Hemming a Dress with a Lettuce Edge Hem
BEST FOR - Strech Dresses
Hemming a Dress with Machine Embroidery
Shell edges need a machine with embroidery stitches to create the edge. Interfacing at the back of the hem supports the decorative stitches. Once the decorative edge has been created the extra fabric is cut away and the decorated edge is left.
Hemming a Dress with Fringing
A fringed hem can be created by adding on a piece of fringing to the hem or the actual fabric may be fringed by fraying.
- Fringing the fabric means a line of straight stitching needs to be stitched at the point where the fringing will end.
- Once the stop point is established, the fringe is made by pulling out the weft threads. These are the threads that run horizontally on the fabric while the warp threads, the ones that hang vertically are left.
- Not all fabrics are suited to making their own fringe. It is a good idea to try out a scrap of fabric first.
Hemming a Dress with a Ruffle or Pleat
Adding a frill or gathered piece to the hem is a way of adding length and variety to the hem. The piece may be pleated, gathered, or flared like a ruffle to add to the hem of the dress or skirt. Learn how to gather ruffles.
Hemming a Dress with a Serger
Simply serge the edge of the hem in a matching color or contrast and leave the edge as part of the finish. The serged hem will look like a wavy hem on stretch knits. Experiment first to get the right effect with three or four threads.
Hemming a Dress with a Picot Edge
Use a zigzag and the narrow rolled hem foot to create a picot edge. This effect is only suited to very lightweight fabrics like chiffon and Georgette.
Hemming a Dress with Fabric
Let your creativity be free to choose anything from ricrac to lace and Anglaise to make different hemmed effects for your dress.
Hemming a Dress by Hand
In addition to machine-stitched hems, the hand-stitched hem can offer variations and decorative effects. Many sewers prefer a hand-stitched hem because it is less visible on the right side of the fabric.
There may be occasions when a hand-stitched hem is a better option. Thicker fabrics, fuller skirt hems, and very fine fabrics will all benefit from a hand-stitched hem. The stitching could be a simple running stitch or a slip stitch. Herringbone stitch is often used for hemming.

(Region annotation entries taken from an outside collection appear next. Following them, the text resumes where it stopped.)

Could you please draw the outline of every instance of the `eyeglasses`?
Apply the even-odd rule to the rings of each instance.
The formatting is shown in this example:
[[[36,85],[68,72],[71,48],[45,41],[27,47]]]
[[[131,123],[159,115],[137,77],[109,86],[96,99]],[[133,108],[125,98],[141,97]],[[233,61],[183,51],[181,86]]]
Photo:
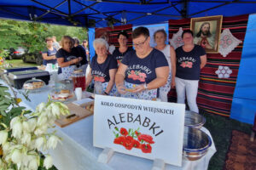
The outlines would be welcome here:
[[[133,43],[133,44],[132,44],[133,47],[134,47],[134,48],[142,48],[142,47],[144,45],[145,42],[147,41],[148,37],[147,37],[146,39],[145,39],[145,41],[143,42],[141,42],[141,43]]]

Catch stitch is the most popular hemming stitch for hand-sewn hems. Catch stitch gives some elasticity and movement to the hem and allows the skirt to hang softly.
A simple running stitch is a quick and easy finish for a skirt hem and can be viewed as a decorative border as well as a secure hemming method.
Hemming a Dress - In Conclusion
Hemming a dress and in particular, the skirt is a very important part of completing the whole process of dressmaking. It is worth spending some time on this final part of the dress. The hem or border not only completes the garment but makes sure the dress hangs correctly and the pattern is shown off to its best advantage. Don’t feel hemmed in by this process but feel free to try different hemming techniques and come up with the best for your outfit, fabric, and style.
Hemming a Dress
- Sewing Basics
- Dress Fabric
- Try the dress on. Measure your finished dress length, add a 1 inch seam allowance and cut with a sharp pair of scissors.
- On the wrong side, press over the raw edge by ¼ inch (6mm).
- Press over again by ¾" (2cm) to fold a double fold hem.